Back to the important stuff… food! When it comes to survival in the cold, food is known here as the first layer of defence. We always make sure we are well fed prior to heading out, and some of us have developed several layers of defence, for safety of course. After exploring the southern wallow and surrounding area, our first night's dinner was kept fairly simple and consisted of some reheated goulash and rice. It was the second night where the culinary adventure kicked off, and Leigh uttered the phrase that would inspire this article… “how long do you boil a burger”. We take everything (most things) very seriously down here, so the timer was started, and the first two vacuum sealed burgers entered the pot of boiling water. The tinned pies were also loaded into the oven and speculation commenced on timings. Sean was left in charge of the burger boiling, while Leigh was the guinea pig for taste testing! All in all both forms of food were received well. The burgers turned out to be pretty good, and while the pies are probably more of a personal taste thing, Ben and I both got through ours without any difficulty. Many that have sampled the undated, rusty tinned pies will disagree, but I would even eat one again!

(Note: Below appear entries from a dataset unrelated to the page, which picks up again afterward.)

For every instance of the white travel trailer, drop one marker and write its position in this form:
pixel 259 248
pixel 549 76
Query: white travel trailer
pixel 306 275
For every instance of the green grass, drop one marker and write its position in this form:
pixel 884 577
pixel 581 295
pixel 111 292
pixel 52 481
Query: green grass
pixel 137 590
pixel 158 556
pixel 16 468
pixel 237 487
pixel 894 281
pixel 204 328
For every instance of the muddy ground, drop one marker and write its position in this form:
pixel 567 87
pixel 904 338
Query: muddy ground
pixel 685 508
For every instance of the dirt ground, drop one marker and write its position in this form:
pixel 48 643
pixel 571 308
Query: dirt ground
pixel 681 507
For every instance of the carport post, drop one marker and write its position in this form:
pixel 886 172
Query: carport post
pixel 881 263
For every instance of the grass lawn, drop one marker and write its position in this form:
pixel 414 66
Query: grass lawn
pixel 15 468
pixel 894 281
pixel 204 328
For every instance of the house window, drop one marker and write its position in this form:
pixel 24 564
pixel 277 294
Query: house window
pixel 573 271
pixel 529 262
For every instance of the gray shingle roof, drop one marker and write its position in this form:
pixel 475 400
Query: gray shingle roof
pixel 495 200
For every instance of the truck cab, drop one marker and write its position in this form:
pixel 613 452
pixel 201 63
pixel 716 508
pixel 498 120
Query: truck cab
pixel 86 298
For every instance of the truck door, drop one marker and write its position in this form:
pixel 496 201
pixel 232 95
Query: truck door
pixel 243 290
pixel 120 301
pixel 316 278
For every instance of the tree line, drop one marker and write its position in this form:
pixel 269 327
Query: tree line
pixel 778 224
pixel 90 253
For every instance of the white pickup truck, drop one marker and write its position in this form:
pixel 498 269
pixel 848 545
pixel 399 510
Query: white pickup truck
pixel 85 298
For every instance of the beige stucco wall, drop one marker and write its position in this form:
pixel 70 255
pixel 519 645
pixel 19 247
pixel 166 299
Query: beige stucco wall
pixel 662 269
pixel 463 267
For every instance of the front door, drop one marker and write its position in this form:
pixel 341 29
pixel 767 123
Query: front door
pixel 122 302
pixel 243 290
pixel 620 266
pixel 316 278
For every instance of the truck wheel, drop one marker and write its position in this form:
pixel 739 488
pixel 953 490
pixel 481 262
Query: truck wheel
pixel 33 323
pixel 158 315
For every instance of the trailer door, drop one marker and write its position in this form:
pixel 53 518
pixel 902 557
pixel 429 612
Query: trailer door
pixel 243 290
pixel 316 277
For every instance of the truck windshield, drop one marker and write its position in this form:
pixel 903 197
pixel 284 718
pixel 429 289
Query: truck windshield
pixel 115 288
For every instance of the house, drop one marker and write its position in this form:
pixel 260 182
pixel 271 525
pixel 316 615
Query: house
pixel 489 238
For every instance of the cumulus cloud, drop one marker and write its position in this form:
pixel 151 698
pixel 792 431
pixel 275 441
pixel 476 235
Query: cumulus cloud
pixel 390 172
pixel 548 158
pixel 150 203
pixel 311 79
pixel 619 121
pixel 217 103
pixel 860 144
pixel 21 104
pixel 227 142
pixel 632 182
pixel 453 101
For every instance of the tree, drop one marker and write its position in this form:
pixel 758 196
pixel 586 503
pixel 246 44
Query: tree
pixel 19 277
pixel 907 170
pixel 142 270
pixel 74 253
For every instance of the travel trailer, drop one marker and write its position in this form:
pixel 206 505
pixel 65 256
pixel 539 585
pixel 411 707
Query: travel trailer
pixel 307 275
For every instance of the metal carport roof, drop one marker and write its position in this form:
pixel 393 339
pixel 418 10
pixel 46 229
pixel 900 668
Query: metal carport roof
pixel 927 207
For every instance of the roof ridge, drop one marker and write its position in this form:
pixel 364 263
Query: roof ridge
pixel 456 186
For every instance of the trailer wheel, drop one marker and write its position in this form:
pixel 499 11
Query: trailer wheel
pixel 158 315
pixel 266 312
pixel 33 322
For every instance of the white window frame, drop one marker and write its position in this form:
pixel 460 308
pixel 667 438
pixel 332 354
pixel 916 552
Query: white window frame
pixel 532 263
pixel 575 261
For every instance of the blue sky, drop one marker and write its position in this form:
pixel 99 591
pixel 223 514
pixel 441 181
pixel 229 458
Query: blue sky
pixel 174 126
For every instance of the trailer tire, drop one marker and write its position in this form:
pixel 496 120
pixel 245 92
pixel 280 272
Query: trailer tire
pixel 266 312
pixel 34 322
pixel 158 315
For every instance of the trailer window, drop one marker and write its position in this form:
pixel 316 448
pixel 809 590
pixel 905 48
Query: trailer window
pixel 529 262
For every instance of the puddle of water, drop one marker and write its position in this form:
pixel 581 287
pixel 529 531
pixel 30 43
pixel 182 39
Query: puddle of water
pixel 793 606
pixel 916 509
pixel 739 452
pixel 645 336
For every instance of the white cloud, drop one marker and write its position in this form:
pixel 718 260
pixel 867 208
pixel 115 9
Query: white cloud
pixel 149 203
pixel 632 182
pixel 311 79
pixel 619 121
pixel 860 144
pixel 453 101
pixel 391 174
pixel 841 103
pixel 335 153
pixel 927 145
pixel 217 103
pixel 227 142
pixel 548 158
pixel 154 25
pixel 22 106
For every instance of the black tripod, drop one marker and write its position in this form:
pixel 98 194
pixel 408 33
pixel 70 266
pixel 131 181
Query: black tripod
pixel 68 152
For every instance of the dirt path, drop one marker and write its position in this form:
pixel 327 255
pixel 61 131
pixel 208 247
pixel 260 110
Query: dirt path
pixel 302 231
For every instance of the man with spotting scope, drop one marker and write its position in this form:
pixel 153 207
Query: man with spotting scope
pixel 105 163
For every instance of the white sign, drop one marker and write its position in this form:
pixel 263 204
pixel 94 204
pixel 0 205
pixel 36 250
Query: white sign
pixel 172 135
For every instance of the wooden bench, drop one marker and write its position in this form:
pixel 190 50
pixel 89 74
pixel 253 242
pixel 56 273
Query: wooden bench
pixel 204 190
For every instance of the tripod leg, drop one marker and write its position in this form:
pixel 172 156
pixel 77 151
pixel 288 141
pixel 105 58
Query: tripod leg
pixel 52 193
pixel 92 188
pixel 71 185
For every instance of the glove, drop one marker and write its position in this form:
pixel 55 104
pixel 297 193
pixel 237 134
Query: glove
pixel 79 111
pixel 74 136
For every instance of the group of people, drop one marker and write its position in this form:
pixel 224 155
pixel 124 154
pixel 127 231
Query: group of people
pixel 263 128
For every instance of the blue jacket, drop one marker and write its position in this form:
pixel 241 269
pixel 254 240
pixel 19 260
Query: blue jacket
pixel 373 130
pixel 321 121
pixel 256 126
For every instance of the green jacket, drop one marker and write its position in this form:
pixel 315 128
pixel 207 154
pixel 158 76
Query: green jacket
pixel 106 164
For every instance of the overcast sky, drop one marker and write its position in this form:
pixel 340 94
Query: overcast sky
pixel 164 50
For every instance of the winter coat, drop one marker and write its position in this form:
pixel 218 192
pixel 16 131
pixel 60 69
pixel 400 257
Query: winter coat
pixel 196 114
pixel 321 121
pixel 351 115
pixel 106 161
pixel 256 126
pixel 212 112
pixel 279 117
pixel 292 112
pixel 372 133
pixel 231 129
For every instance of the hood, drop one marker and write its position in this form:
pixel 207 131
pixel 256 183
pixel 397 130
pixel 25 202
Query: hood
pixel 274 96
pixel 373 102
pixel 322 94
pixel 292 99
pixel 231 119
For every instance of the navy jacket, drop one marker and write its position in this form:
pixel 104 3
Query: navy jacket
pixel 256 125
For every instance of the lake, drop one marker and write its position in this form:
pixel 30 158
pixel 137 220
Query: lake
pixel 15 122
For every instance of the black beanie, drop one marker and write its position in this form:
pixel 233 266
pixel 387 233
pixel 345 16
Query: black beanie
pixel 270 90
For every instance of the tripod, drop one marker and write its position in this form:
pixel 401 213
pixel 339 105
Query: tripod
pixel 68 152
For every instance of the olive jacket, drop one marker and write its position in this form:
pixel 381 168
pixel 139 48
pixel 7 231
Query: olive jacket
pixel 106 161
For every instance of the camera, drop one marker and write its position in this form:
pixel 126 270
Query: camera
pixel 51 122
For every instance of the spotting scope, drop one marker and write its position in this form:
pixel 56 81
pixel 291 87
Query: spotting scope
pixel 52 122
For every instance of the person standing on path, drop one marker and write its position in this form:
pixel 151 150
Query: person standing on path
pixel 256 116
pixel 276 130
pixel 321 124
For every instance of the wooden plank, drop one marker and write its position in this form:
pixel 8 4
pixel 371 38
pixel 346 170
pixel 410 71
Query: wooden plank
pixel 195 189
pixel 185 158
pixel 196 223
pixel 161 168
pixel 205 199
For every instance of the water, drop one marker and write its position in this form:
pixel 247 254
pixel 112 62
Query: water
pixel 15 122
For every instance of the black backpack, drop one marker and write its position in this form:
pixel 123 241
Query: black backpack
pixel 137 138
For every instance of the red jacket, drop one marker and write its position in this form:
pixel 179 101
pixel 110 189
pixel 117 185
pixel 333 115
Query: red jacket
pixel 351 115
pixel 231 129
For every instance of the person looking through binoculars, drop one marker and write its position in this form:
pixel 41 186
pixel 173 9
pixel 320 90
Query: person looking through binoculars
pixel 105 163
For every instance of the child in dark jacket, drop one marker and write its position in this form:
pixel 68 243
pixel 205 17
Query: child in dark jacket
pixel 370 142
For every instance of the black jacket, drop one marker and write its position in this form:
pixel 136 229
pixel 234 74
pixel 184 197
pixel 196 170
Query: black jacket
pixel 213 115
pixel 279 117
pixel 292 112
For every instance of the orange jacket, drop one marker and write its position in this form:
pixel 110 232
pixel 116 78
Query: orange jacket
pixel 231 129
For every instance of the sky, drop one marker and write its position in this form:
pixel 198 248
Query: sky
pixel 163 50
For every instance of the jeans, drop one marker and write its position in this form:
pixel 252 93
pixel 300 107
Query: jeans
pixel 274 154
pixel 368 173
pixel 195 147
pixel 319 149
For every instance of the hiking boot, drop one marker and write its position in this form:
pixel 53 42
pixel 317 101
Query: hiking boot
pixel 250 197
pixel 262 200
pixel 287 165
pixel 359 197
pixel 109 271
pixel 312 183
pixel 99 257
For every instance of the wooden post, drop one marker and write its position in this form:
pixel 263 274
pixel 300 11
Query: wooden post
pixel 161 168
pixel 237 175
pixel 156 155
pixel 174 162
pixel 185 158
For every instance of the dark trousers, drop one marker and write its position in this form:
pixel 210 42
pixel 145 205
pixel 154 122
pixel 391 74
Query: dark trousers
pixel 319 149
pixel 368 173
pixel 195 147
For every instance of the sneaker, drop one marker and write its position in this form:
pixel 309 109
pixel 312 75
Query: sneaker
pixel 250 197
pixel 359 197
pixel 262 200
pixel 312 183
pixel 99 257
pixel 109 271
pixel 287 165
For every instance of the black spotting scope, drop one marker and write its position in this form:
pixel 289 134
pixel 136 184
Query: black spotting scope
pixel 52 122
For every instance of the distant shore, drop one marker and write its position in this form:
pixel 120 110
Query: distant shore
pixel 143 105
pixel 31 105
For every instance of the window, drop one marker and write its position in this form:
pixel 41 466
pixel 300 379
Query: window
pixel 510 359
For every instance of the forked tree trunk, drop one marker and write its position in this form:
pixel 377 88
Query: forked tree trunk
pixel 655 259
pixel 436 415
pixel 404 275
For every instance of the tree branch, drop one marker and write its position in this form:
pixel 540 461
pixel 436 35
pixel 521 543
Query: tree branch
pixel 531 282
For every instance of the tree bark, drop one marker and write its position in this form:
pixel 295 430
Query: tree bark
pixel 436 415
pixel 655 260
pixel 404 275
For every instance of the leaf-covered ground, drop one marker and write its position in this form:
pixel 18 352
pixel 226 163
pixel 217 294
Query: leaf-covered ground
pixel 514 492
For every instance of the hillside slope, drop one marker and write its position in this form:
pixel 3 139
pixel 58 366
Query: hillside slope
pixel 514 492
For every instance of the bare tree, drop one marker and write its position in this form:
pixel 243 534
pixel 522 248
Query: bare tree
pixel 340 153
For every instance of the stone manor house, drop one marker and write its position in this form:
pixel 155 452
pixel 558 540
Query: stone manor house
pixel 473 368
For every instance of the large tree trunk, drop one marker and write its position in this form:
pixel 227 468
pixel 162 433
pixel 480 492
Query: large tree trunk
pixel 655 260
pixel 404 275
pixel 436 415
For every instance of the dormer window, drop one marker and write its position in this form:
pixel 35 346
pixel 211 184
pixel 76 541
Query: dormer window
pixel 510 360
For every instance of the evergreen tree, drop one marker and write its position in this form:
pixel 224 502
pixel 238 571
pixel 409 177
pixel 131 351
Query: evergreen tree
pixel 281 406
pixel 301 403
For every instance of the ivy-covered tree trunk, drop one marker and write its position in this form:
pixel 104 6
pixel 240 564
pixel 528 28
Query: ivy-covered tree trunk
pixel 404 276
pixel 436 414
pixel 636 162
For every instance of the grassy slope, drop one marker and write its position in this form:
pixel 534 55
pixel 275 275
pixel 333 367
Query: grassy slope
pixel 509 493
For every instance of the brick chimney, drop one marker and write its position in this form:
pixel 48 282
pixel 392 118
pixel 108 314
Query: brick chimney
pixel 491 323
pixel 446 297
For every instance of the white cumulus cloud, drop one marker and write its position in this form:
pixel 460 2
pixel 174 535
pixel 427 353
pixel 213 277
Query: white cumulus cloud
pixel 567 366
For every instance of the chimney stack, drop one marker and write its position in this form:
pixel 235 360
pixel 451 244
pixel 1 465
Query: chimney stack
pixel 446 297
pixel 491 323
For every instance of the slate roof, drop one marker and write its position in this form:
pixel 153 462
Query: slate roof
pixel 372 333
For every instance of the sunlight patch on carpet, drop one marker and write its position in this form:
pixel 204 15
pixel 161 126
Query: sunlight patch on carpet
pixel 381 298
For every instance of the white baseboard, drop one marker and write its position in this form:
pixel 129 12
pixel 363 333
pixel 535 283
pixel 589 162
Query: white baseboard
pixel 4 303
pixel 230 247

That night was topped off with one of the most incredible sunsets I have ever seen. The light layer of cloud burned pink and orange, the water was turned to liquid gold, and the blues of the ancient ice were illuminated as the setting sun lit up the 100 m high face of the Vanderford Glacier. The silhouetted icebergs out at sea is a sight I won’t easily forget. A half crescent moon rose to the south, simultaneously hovering just above the horizon and becoming brighter as the sun disappeared for the day, taking over the watch. The absolute silence away from the station is something special.
I am a lucky man.
Oh yes, the all important answer… 21.5 minutes, at a simmer!